Is it correct to treat the probability threshold as a parameter?

malberti · 16 May 2022 09:01

From the notebook I got that one can set the probability threshold so to have the best trade-off of precision/recall. In that sense, the probability threshold seems to me as acting as a parameter of a certain model. Is it wrong?

Once one has chosen a probability threshold, how does one use predict with that precise threshold in scikit-learn?

Thanks

glemaitre58 · 16 May 2022 09:08

It could be considered a parameter of the model but not a hyperparameter: you will not change this threshold during the fit call. But you can post-tune the decision once you got the model.

This is not currently available in scikit-learn. However, there is some work on this topic to provide a predictor that will modify this threshold.

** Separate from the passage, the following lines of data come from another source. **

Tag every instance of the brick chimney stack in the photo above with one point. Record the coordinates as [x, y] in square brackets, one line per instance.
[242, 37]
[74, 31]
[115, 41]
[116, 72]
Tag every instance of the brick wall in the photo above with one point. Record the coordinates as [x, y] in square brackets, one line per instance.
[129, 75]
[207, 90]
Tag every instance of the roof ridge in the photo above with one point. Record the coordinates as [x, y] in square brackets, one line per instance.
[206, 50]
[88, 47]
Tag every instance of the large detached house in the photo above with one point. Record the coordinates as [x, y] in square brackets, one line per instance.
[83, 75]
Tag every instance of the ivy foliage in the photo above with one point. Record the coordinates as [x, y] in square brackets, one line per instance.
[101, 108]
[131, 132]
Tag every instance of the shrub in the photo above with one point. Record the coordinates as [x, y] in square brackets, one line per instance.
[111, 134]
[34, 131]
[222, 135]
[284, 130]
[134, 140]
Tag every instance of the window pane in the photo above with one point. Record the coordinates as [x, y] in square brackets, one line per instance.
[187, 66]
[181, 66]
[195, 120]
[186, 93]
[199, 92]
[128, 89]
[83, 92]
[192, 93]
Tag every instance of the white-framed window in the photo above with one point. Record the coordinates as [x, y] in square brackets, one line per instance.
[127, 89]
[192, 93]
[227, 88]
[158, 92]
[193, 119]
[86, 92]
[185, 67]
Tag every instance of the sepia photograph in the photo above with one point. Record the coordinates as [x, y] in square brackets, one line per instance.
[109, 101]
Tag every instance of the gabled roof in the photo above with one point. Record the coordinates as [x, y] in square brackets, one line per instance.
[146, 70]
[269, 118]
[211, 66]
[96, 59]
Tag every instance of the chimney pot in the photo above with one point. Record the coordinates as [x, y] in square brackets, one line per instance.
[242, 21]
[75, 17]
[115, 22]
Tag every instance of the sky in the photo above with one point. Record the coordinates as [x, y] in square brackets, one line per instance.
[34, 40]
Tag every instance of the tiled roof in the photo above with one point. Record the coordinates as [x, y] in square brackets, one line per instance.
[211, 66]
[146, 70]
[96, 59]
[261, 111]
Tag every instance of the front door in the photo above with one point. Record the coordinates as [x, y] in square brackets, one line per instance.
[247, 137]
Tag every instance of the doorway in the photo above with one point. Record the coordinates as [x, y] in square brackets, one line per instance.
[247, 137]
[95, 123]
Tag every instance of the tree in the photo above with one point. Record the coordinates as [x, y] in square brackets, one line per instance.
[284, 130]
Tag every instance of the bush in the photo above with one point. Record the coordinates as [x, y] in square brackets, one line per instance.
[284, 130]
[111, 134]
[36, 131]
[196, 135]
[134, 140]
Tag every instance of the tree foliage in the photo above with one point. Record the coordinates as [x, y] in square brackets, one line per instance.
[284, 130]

The associated development is available there: [WIP] FEA New meta-estimator to post-tune the decision_function/predict_proba threshold for binary classifiers by glemaitre · Pull Request #16525 · scikit-learn/scikit-learn · GitHub

malberti · 16 May 2022 09:21

It could be considered a parameter of the model but not a hyperparameter: you will not change this threshold during the fit call. But you can post-tune the decision once you got the model.

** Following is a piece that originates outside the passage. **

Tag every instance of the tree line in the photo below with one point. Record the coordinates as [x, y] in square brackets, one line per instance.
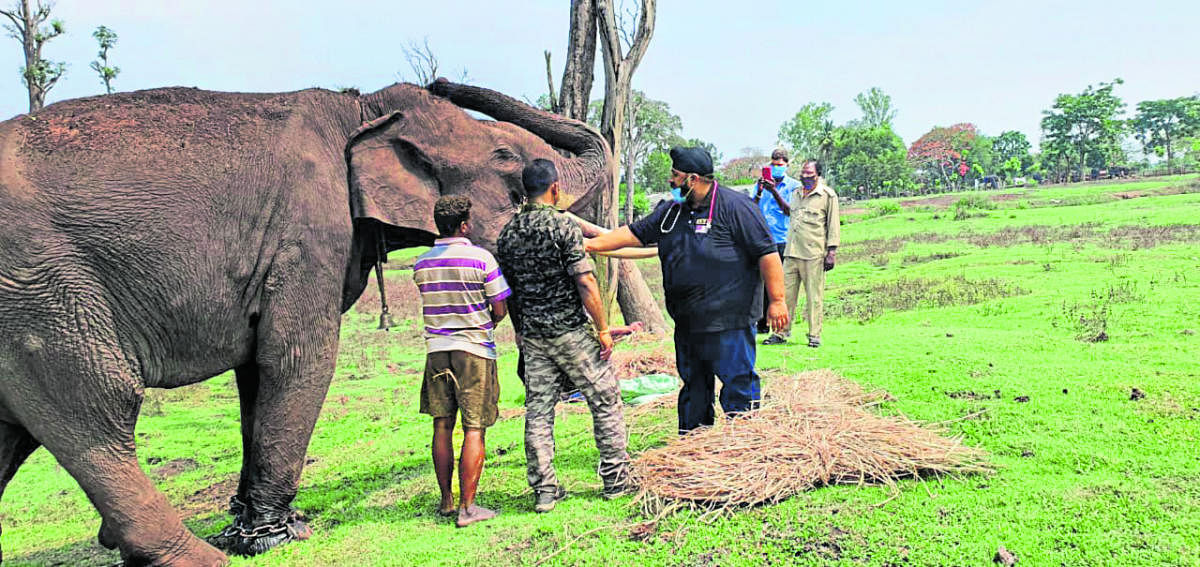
[1084, 136]
[33, 27]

Right. To be even clearer, I guess one should treat Precision/Recall and ROC curves as “metrics” for obtaining the “best” model overall. But then, given those curves at a certain point in the development, is it correct to choose the probability threshold that maximizes the precision/recall trade-off? This would mean that one could be forced to choose different values for the probability threshold along the model evolution, right?

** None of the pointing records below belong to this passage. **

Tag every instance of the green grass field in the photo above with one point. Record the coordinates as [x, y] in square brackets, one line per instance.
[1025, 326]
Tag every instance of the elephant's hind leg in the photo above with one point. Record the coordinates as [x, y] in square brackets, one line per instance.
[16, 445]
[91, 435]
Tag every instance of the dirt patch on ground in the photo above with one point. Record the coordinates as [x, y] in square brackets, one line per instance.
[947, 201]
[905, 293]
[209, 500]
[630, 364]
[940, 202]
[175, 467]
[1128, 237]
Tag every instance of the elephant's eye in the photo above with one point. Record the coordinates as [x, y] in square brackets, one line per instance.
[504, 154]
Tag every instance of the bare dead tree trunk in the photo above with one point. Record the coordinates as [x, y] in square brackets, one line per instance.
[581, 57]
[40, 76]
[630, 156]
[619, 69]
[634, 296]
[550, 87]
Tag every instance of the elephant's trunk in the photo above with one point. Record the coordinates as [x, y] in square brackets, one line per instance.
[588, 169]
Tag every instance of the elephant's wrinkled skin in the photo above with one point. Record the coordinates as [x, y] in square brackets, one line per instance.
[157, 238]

This is not currently available in scikit-learn.

So how does one set and use the probability threshold in predict when using scikit-learn? Simple python code like: if classifier.predict_proba(data) > choosen_threshold ...?

glemaitre58 · 16 May 2022 09:37

The strategy chosen in the PR is made by cross-validation where we interpolate the curve and choose the best mean cutoff point. I assume that we could come up with a different strategy based on ensembling the responses found during cross-validation as well.

Indeed, this is what you can do for the moment. The predictor that we want to provide will tune this threshold which is something that you might not need at the end. You might only be interested by just defining it yourself and your solution is the good one.